We have developed a SourceConnector with 10 tasks reading changes from a database. Occasionally, poll() stops being called. The connector status still shows RUNNING. Where can we find why poll() is not being called?
Do you know if stop()
was called?
How about anything in the worker log? It may help to enable trace logging, e.g., to be able to see the trace / info / debug logging in here.
Seems to be due to [KAFKA-10792] Source tasks can block herder thread by hanging during stop - ASF JIRA
Do you know that stop
is hanging? (based on logging or other evidence)
What version of Kafka are you on? KAFKA-10792 appears to be fixed for recent versions. I see some stop
/ poll
semantics issue being discussed in KAFKA-15090
which might be related to what you’re seeing.
This is what the issue was with our connector Jira and I spoke with our developer since I posted this.
Our connector assumes that start() completes before stop() is called, but that doesn’t seem to be the case. Such that stop() can be called before start() has made connections to the couchbase cluster. Therefore the connections that stop() is supposed to close do not exist yet, so stop() just exists. Then start() creates the connections - but the connector is now stopped.

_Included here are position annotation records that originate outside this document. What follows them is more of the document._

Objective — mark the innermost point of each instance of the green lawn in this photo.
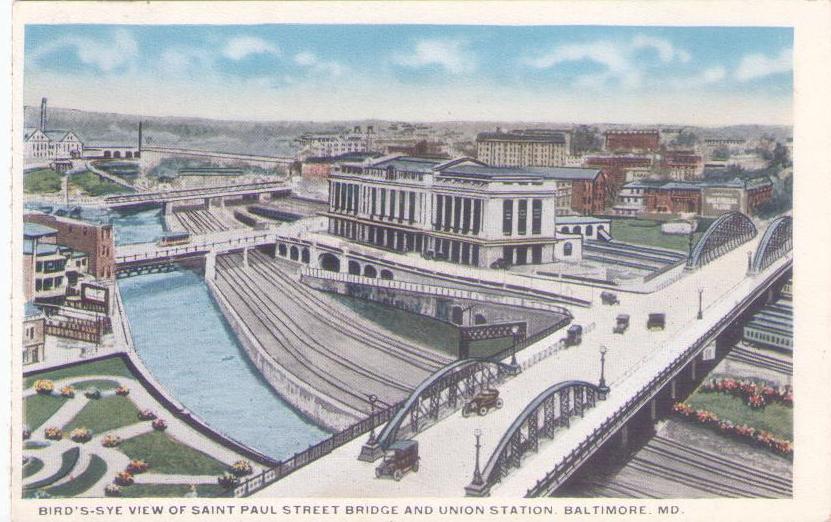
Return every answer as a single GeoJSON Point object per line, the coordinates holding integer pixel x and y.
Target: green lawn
{"type": "Point", "coordinates": [38, 408]}
{"type": "Point", "coordinates": [775, 418]}
{"type": "Point", "coordinates": [41, 181]}
{"type": "Point", "coordinates": [101, 384]}
{"type": "Point", "coordinates": [167, 455]}
{"type": "Point", "coordinates": [105, 414]}
{"type": "Point", "coordinates": [33, 466]}
{"type": "Point", "coordinates": [96, 469]}
{"type": "Point", "coordinates": [420, 329]}
{"type": "Point", "coordinates": [173, 490]}
{"type": "Point", "coordinates": [112, 366]}
{"type": "Point", "coordinates": [648, 232]}
{"type": "Point", "coordinates": [94, 185]}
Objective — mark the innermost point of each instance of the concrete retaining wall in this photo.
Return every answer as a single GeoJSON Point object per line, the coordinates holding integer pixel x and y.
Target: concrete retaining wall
{"type": "Point", "coordinates": [322, 409]}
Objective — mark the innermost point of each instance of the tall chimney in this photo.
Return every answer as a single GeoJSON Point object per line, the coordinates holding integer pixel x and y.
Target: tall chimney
{"type": "Point", "coordinates": [43, 114]}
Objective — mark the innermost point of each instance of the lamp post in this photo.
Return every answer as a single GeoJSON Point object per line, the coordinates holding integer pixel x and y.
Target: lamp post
{"type": "Point", "coordinates": [514, 332]}
{"type": "Point", "coordinates": [477, 473]}
{"type": "Point", "coordinates": [602, 384]}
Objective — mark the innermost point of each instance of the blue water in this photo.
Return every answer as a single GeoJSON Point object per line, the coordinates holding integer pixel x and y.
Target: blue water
{"type": "Point", "coordinates": [184, 340]}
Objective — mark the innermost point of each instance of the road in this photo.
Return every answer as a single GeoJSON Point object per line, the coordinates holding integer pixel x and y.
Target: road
{"type": "Point", "coordinates": [446, 449]}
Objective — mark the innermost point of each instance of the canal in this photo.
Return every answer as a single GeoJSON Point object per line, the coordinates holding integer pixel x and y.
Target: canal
{"type": "Point", "coordinates": [186, 343]}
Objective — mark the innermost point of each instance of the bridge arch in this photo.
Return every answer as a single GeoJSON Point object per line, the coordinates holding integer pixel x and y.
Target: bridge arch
{"type": "Point", "coordinates": [441, 393]}
{"type": "Point", "coordinates": [776, 242]}
{"type": "Point", "coordinates": [727, 232]}
{"type": "Point", "coordinates": [329, 262]}
{"type": "Point", "coordinates": [549, 411]}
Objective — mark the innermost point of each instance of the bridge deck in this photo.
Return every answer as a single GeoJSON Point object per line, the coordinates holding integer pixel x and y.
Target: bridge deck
{"type": "Point", "coordinates": [633, 359]}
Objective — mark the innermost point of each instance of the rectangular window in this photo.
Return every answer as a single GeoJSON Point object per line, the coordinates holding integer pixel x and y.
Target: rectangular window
{"type": "Point", "coordinates": [507, 217]}
{"type": "Point", "coordinates": [522, 216]}
{"type": "Point", "coordinates": [536, 216]}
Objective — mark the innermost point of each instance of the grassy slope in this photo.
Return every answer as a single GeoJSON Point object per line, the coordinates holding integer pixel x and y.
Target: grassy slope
{"type": "Point", "coordinates": [167, 455]}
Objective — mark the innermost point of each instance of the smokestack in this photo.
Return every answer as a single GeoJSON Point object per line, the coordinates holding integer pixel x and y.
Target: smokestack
{"type": "Point", "coordinates": [43, 114]}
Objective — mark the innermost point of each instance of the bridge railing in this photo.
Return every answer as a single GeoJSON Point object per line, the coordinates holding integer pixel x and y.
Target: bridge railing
{"type": "Point", "coordinates": [442, 291]}
{"type": "Point", "coordinates": [314, 452]}
{"type": "Point", "coordinates": [608, 427]}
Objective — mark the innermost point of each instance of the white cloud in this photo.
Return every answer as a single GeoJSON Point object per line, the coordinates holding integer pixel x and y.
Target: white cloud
{"type": "Point", "coordinates": [244, 46]}
{"type": "Point", "coordinates": [106, 55]}
{"type": "Point", "coordinates": [312, 61]}
{"type": "Point", "coordinates": [451, 55]}
{"type": "Point", "coordinates": [755, 66]}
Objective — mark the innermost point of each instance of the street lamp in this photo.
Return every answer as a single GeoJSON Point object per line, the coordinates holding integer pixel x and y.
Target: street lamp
{"type": "Point", "coordinates": [514, 332]}
{"type": "Point", "coordinates": [477, 473]}
{"type": "Point", "coordinates": [602, 384]}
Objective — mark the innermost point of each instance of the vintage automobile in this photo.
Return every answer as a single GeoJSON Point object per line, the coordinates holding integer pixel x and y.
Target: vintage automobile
{"type": "Point", "coordinates": [401, 457]}
{"type": "Point", "coordinates": [656, 322]}
{"type": "Point", "coordinates": [622, 323]}
{"type": "Point", "coordinates": [482, 402]}
{"type": "Point", "coordinates": [609, 298]}
{"type": "Point", "coordinates": [574, 335]}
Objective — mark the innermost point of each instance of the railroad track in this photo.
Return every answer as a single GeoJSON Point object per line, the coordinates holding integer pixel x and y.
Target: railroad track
{"type": "Point", "coordinates": [760, 361]}
{"type": "Point", "coordinates": [347, 324]}
{"type": "Point", "coordinates": [348, 376]}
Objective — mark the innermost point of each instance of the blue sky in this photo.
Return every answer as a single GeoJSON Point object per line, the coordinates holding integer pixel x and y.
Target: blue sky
{"type": "Point", "coordinates": [693, 75]}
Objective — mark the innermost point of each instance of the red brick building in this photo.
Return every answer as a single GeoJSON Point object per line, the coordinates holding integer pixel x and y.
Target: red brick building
{"type": "Point", "coordinates": [633, 140]}
{"type": "Point", "coordinates": [94, 240]}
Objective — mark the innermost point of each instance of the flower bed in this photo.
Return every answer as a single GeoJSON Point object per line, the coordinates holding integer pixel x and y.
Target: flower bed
{"type": "Point", "coordinates": [44, 386]}
{"type": "Point", "coordinates": [80, 435]}
{"type": "Point", "coordinates": [53, 433]}
{"type": "Point", "coordinates": [755, 394]}
{"type": "Point", "coordinates": [147, 415]}
{"type": "Point", "coordinates": [242, 468]}
{"type": "Point", "coordinates": [741, 431]}
{"type": "Point", "coordinates": [111, 441]}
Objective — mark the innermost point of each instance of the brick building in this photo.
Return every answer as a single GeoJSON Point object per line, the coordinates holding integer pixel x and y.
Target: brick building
{"type": "Point", "coordinates": [633, 140]}
{"type": "Point", "coordinates": [94, 240]}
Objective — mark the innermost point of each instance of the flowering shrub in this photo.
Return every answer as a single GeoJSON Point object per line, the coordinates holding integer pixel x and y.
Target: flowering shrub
{"type": "Point", "coordinates": [111, 441]}
{"type": "Point", "coordinates": [227, 480]}
{"type": "Point", "coordinates": [137, 466]}
{"type": "Point", "coordinates": [80, 435]}
{"type": "Point", "coordinates": [241, 468]}
{"type": "Point", "coordinates": [755, 395]}
{"type": "Point", "coordinates": [147, 415]}
{"type": "Point", "coordinates": [53, 433]}
{"type": "Point", "coordinates": [741, 431]}
{"type": "Point", "coordinates": [124, 478]}
{"type": "Point", "coordinates": [44, 386]}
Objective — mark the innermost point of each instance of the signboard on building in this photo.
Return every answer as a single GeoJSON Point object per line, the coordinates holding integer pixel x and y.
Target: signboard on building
{"type": "Point", "coordinates": [717, 201]}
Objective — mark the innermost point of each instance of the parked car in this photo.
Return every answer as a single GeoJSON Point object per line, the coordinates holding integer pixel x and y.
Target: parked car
{"type": "Point", "coordinates": [574, 335]}
{"type": "Point", "coordinates": [622, 323]}
{"type": "Point", "coordinates": [401, 457]}
{"type": "Point", "coordinates": [482, 402]}
{"type": "Point", "coordinates": [609, 298]}
{"type": "Point", "coordinates": [656, 322]}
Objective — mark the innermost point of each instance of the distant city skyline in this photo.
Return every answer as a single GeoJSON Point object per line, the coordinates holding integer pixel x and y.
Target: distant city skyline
{"type": "Point", "coordinates": [580, 74]}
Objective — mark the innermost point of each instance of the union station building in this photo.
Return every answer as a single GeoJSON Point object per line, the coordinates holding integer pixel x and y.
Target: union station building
{"type": "Point", "coordinates": [460, 210]}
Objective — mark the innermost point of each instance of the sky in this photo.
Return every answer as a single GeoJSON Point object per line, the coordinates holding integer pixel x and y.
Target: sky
{"type": "Point", "coordinates": [567, 74]}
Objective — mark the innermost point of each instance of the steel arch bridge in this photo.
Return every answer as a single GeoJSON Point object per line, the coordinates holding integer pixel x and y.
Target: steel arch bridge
{"type": "Point", "coordinates": [775, 243]}
{"type": "Point", "coordinates": [440, 394]}
{"type": "Point", "coordinates": [550, 410]}
{"type": "Point", "coordinates": [727, 232]}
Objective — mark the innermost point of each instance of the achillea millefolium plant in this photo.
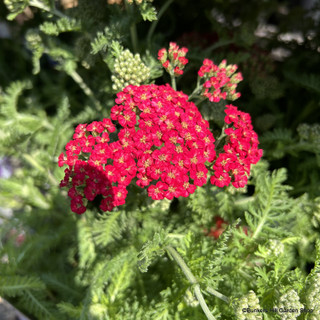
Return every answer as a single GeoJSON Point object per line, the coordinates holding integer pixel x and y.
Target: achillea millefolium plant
{"type": "Point", "coordinates": [184, 218]}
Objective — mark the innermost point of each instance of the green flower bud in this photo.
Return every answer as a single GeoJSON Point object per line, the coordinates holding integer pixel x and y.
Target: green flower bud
{"type": "Point", "coordinates": [246, 307]}
{"type": "Point", "coordinates": [129, 69]}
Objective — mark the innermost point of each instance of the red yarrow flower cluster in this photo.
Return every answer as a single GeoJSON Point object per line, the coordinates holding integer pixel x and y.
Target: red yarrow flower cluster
{"type": "Point", "coordinates": [174, 59]}
{"type": "Point", "coordinates": [240, 151]}
{"type": "Point", "coordinates": [220, 81]}
{"type": "Point", "coordinates": [164, 144]}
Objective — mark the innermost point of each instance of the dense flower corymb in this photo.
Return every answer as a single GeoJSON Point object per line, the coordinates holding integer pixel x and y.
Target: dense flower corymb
{"type": "Point", "coordinates": [161, 142]}
{"type": "Point", "coordinates": [240, 151]}
{"type": "Point", "coordinates": [164, 143]}
{"type": "Point", "coordinates": [220, 81]}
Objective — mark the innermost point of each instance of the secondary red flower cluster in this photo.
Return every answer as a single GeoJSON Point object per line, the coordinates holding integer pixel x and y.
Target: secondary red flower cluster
{"type": "Point", "coordinates": [174, 59]}
{"type": "Point", "coordinates": [220, 81]}
{"type": "Point", "coordinates": [240, 151]}
{"type": "Point", "coordinates": [164, 142]}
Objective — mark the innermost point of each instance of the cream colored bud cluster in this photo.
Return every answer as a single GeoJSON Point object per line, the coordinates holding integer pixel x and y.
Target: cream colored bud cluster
{"type": "Point", "coordinates": [248, 307]}
{"type": "Point", "coordinates": [313, 297]}
{"type": "Point", "coordinates": [129, 69]}
{"type": "Point", "coordinates": [289, 305]}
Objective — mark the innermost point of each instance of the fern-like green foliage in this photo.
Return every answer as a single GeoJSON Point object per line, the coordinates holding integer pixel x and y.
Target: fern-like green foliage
{"type": "Point", "coordinates": [272, 205]}
{"type": "Point", "coordinates": [60, 26]}
{"type": "Point", "coordinates": [151, 249]}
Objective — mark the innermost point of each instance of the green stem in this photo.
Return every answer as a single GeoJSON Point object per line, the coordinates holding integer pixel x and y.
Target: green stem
{"type": "Point", "coordinates": [218, 294]}
{"type": "Point", "coordinates": [133, 29]}
{"type": "Point", "coordinates": [196, 90]}
{"type": "Point", "coordinates": [40, 5]}
{"type": "Point", "coordinates": [77, 78]}
{"type": "Point", "coordinates": [173, 82]}
{"type": "Point", "coordinates": [155, 22]}
{"type": "Point", "coordinates": [134, 37]}
{"type": "Point", "coordinates": [187, 272]}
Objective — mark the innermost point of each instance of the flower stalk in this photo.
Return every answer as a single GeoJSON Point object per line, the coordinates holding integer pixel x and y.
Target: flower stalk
{"type": "Point", "coordinates": [189, 275]}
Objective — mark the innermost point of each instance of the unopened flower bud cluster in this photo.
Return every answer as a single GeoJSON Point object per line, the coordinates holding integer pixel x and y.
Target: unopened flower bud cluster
{"type": "Point", "coordinates": [174, 59]}
{"type": "Point", "coordinates": [290, 301]}
{"type": "Point", "coordinates": [220, 81]}
{"type": "Point", "coordinates": [129, 69]}
{"type": "Point", "coordinates": [164, 145]}
{"type": "Point", "coordinates": [246, 305]}
{"type": "Point", "coordinates": [313, 297]}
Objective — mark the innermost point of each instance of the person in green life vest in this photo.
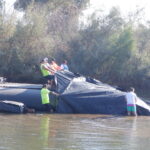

And those connections just sit idle, with the couchbase server processes blocking on those connections. We do have a fix, and I am trying to (a) reproduce the problem that the customer had; and (b) demonstrate that it does not happen with the fix. KAFKA-10792 came up when the developer was searching the issue and they made a note of it - but they also said that even using versions where that is fixed, our connector could still have the start()/stop() issue.
Update: All sorted out an tested. Was able to reproduce the issue on our old connector and show that the new connector does not have that issue.